Foi no meio desse ano que o vento se ergueu e soprou durante vários dias na cidade empestada. O vento é particularmente temido pelos habitantes de Oran, pois não encontra nenhum obstáculo natural no planalto em que ela está construída e invade assim as ruas com toda a violência. Depois desses longos meses em que nem uma gota de água refrescara a cidade, ela se recobrira de uma camada cinzenta que se descamava ao sopro do vento. Esse levantava assim ondas de poeira e de papéis que batiam nas pernas dos transeuntes, agora mais raros. Passavam apressados pelas ruas, curvados para frente, com a mão ou um lenço sobre a boca. À noite, em lugar das reuniões em que se tentava prolongar o mais possível esses dias em que cada um podia ser o último, encontravam-se pequenos grupos de pessoas com pressa de voltar para casa ou de entrar nos cafés, se bem que durante alguns dias, com o crepúsculo que chegava bem mais rápido nessa época, as ruas ficavam desertas e só o vento soltava lamúrias contínuas. Do mar agitado e sempre invisível, vinha um cheiro de algas e de sal. Essa cidade deserta, branca de poeira, saturada de odores marinhos, toda sonora dos gritos do vento, gemia então corno uma ilha infeliz.

Até aqui, a peste tinha feito muito mais vítimas nos bairros periféricos, mais povoados e menos confortáveis do que no centro da cidade. Mas ela pareceu de repente aproximar-se e instalar-se também nos bairros comerciais.

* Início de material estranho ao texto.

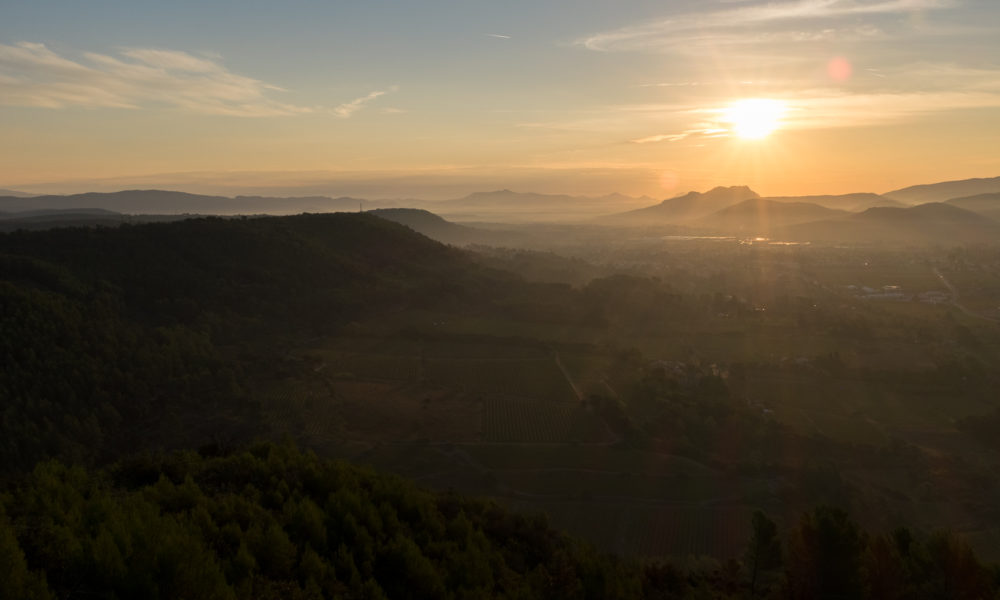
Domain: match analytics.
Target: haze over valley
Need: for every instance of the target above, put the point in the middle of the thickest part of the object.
(583, 300)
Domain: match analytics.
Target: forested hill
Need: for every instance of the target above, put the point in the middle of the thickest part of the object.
(110, 336)
(273, 523)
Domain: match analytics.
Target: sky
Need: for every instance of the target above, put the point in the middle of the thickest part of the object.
(436, 99)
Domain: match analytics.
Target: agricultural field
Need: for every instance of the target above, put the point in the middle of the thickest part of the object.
(524, 420)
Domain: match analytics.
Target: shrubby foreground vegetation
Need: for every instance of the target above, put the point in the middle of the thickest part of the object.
(273, 522)
(120, 341)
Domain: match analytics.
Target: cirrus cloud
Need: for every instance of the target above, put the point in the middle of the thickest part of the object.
(31, 74)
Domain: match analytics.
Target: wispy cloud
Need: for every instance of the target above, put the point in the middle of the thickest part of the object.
(702, 132)
(347, 109)
(34, 75)
(789, 21)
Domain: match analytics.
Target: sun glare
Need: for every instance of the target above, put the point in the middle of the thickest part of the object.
(754, 118)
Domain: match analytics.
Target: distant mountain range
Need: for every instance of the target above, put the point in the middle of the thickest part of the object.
(848, 202)
(437, 228)
(15, 193)
(686, 208)
(510, 206)
(761, 216)
(984, 204)
(933, 222)
(944, 191)
(168, 202)
(962, 211)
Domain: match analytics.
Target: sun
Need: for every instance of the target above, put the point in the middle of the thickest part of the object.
(754, 118)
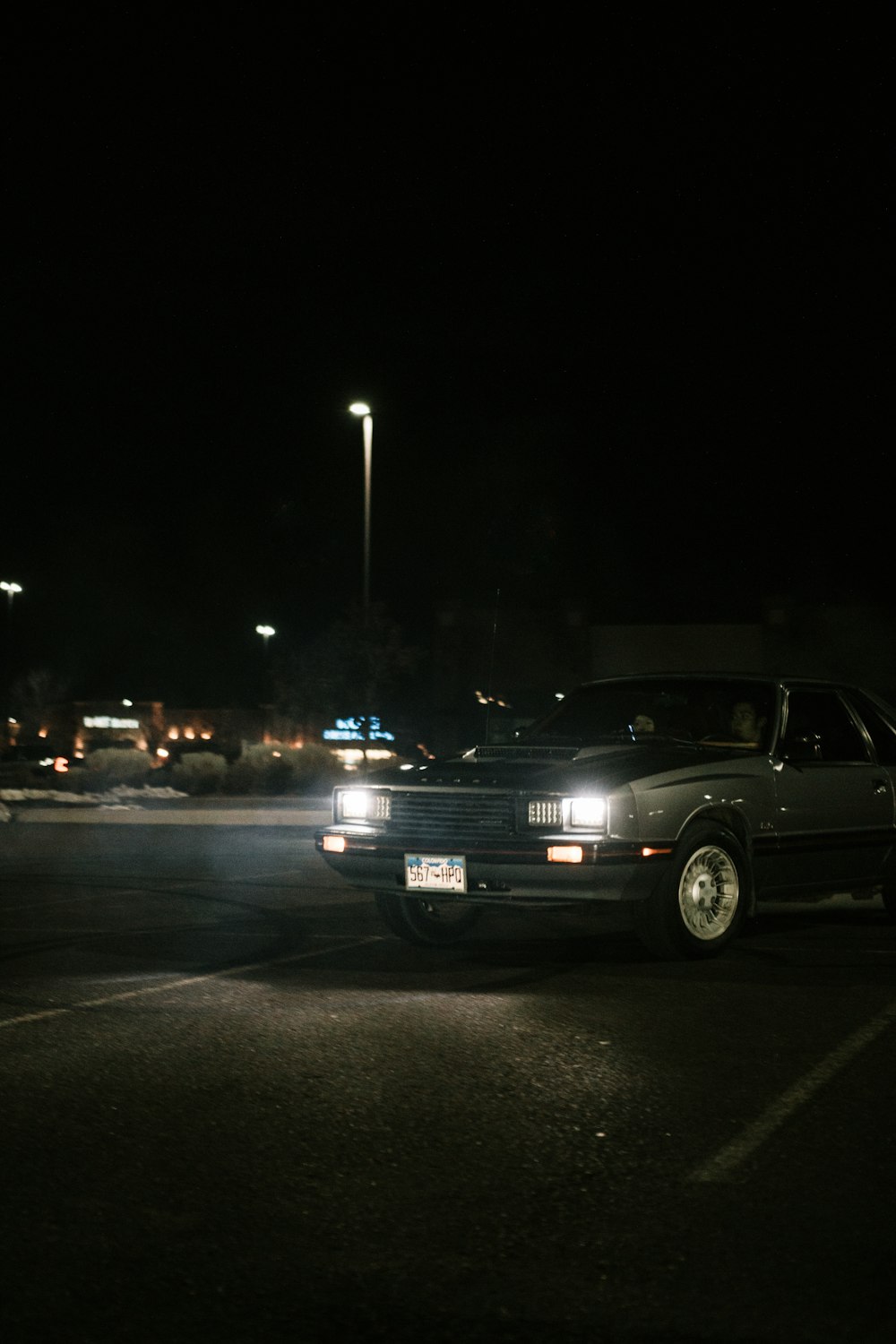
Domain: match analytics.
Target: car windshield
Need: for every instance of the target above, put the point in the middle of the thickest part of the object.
(712, 711)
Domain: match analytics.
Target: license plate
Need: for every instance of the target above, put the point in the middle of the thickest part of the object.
(435, 873)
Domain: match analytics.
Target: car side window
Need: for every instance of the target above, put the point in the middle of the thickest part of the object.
(882, 733)
(821, 720)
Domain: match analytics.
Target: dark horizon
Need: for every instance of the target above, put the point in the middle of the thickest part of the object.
(618, 317)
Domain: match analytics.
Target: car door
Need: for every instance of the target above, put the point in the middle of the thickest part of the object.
(834, 804)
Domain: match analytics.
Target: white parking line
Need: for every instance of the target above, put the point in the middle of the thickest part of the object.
(726, 1161)
(180, 984)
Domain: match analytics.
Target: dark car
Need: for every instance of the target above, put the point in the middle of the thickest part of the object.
(686, 797)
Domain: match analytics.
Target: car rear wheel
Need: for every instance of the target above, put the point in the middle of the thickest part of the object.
(700, 903)
(429, 924)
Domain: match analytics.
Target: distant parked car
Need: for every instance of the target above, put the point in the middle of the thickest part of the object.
(686, 797)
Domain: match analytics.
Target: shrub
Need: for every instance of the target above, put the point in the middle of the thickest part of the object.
(118, 765)
(276, 769)
(201, 771)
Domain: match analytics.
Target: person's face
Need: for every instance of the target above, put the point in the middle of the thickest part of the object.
(745, 722)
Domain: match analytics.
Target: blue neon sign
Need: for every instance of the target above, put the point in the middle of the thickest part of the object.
(352, 730)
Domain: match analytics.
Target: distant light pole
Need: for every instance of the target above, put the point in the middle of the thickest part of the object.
(10, 589)
(363, 409)
(265, 631)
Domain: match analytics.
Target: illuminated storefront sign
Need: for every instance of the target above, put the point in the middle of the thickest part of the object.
(352, 730)
(108, 720)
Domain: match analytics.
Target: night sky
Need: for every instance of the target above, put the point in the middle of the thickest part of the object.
(618, 300)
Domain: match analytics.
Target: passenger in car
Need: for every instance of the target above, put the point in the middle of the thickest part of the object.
(747, 723)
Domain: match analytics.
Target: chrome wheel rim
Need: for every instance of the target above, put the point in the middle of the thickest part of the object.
(708, 892)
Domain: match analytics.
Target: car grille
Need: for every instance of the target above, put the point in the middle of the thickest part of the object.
(452, 814)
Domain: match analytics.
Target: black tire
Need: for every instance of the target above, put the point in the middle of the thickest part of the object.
(427, 924)
(702, 900)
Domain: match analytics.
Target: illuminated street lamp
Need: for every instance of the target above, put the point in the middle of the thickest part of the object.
(363, 409)
(10, 589)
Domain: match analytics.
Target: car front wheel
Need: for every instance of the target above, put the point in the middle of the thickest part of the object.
(427, 924)
(700, 903)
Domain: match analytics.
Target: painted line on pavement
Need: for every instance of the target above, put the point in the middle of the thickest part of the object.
(727, 1160)
(180, 984)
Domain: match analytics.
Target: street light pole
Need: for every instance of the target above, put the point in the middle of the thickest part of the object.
(265, 631)
(363, 409)
(10, 589)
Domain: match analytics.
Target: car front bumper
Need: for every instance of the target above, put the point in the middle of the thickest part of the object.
(511, 871)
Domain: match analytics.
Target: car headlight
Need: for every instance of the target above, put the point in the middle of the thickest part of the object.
(586, 814)
(362, 806)
(590, 814)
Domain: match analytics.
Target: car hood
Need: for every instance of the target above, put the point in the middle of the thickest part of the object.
(556, 769)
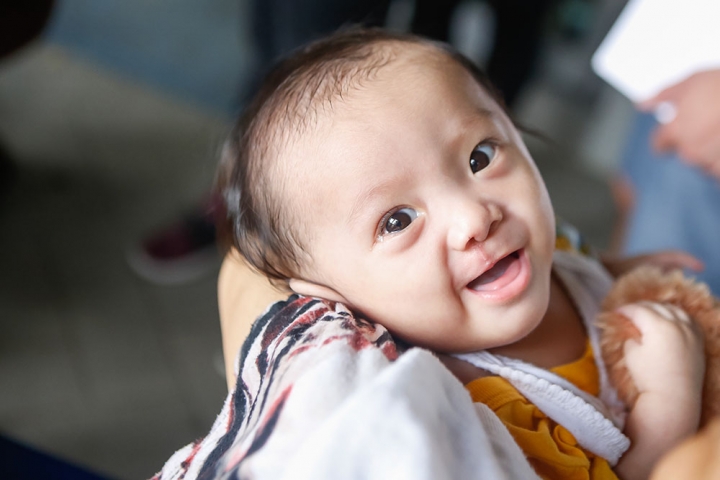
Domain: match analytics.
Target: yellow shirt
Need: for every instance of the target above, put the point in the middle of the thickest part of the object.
(550, 448)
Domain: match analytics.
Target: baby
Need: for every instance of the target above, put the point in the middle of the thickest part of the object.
(382, 171)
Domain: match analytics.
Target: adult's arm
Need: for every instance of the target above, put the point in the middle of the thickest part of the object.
(243, 295)
(694, 133)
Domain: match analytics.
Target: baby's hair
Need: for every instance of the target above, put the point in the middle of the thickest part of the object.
(294, 93)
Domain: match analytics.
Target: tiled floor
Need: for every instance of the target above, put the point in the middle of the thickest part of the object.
(96, 365)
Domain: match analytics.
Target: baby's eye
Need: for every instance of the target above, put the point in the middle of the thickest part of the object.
(481, 156)
(398, 220)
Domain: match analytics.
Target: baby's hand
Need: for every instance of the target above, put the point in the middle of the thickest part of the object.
(668, 360)
(668, 367)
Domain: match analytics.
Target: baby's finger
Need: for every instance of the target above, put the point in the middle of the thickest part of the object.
(668, 311)
(641, 314)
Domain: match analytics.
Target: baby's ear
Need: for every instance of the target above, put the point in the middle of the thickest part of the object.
(310, 289)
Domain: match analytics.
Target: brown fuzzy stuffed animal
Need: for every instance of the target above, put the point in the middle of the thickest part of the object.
(652, 284)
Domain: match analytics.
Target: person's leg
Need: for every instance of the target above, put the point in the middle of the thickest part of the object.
(518, 34)
(675, 206)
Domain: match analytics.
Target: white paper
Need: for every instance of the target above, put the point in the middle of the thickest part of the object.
(655, 44)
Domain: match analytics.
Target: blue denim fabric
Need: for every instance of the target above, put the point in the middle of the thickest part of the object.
(677, 206)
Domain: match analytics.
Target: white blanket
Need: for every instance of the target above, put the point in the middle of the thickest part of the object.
(322, 395)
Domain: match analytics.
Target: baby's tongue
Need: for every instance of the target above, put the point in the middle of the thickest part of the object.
(494, 273)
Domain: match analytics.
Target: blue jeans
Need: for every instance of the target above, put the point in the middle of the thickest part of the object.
(676, 205)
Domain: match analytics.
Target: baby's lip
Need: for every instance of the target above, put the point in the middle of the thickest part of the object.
(503, 279)
(488, 264)
(494, 270)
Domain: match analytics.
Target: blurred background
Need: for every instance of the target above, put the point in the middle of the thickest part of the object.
(111, 120)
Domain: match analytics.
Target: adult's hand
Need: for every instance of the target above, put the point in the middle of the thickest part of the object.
(694, 133)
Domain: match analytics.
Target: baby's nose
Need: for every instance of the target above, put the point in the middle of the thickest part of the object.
(473, 222)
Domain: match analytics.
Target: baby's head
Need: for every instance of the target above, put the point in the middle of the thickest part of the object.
(381, 171)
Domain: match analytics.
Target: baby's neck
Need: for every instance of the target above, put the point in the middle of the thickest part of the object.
(559, 339)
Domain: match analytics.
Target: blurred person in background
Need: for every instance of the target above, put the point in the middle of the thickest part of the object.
(20, 24)
(669, 191)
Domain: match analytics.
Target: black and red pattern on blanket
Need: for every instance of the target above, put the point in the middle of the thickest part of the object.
(269, 363)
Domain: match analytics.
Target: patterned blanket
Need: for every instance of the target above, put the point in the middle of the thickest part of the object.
(323, 394)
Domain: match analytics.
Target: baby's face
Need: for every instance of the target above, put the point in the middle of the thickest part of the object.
(424, 211)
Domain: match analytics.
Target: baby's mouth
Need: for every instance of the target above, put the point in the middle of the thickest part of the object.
(499, 275)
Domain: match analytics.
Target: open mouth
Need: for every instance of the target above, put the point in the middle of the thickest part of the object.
(499, 275)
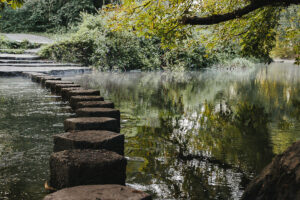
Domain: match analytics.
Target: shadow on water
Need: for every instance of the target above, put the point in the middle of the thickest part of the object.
(29, 117)
(203, 135)
(194, 135)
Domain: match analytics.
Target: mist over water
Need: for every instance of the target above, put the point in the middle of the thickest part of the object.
(192, 135)
(203, 135)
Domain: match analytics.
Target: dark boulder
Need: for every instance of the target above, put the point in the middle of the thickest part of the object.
(279, 180)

Os habitantes acusavam o vento de transportar os germes da infecção. "Ele baralha as cartas", dizia o gerente do hotel. Fosse como fosse, porém, os bairros do centro sabiam que sua vez tinha chegado ao ouvirem vibrar muito perto deles, na noite, e cada vez mais frequentemente, a sirene das ambulâncias que faziam ressoar sob suas janelas o apelo monótono e desapaixonado da peste.

Até no próprio interior da cidade, teve-se a ideia de isolar certos bairros particularmente castigados e de só autorizar a saída dos homens cujos serviços eram indispensáveis. Os que ali viviam até então não puderam deixar de considerar essa medida como uma peça que lhes havia sido pregada especialmente e, em todo caso, pensavam, por contraste, nos habitantes dos outros bairros como homens livres. Estes, por outro lado, nos seus momentos difíceis, consolavam-se ao imaginar que outros eram ainda menos livres que eles. "Há sempre alguém mais prisioneiro que eu", era a frase que resumia então a única esperança possível.

Mais ou menos nessa época, houve também uma recrudescência de incêndios, sobretudo nos bairros residenciais à porta oeste da cidade. As informações revelaram que se tratava de pessoas egressas da quarentena e que, enlouquecidas pelo luto e pela desgraça, ateavam fogo às suas casas na ilusão de dizimar a peste. Foi muito difícil combater esses empreendimentos, cuja frequência submetia bairros inteiros a um perigo constante devido à violência do vento. Depois de ter demonstrado em vão que a desinfecção das casas, feita pelas autoridades, bastava para excluir qualquer risco de contágio, foi necessário instituir penas severas contra os incendiários inocentes. E sem dúvida, não era a pena de prisão que fazia recuar esses infelizes, mas a certeza, comum a todos os habitantes, de que uma pena de prisão equivalia a uma pena de morte em consequência da excessiva mortalidade verificada na penitenciária municipal. Evidentemente, essa crença não era destituída de fundamento: por motivos óbvios, parecia que a peste se empenhara em atacar particularmente aqueles que tinham adquirido o hábito de viver em grupo: soldados, religiosos e prisioneiros. Apesar do isolamento de certos detidos, uma prisão é uma comunidade e a prova disto é que na nossa prisão municipal os guardas, tanto quanto os presos, pagavam seu tributo à doença. Do ponto de vista superior da peste, todos aqueles homens, desde o diretor ao último dos detidos, estavam condenados e, talvez pela primeira vez, reinava na prisão uma justiça absoluta.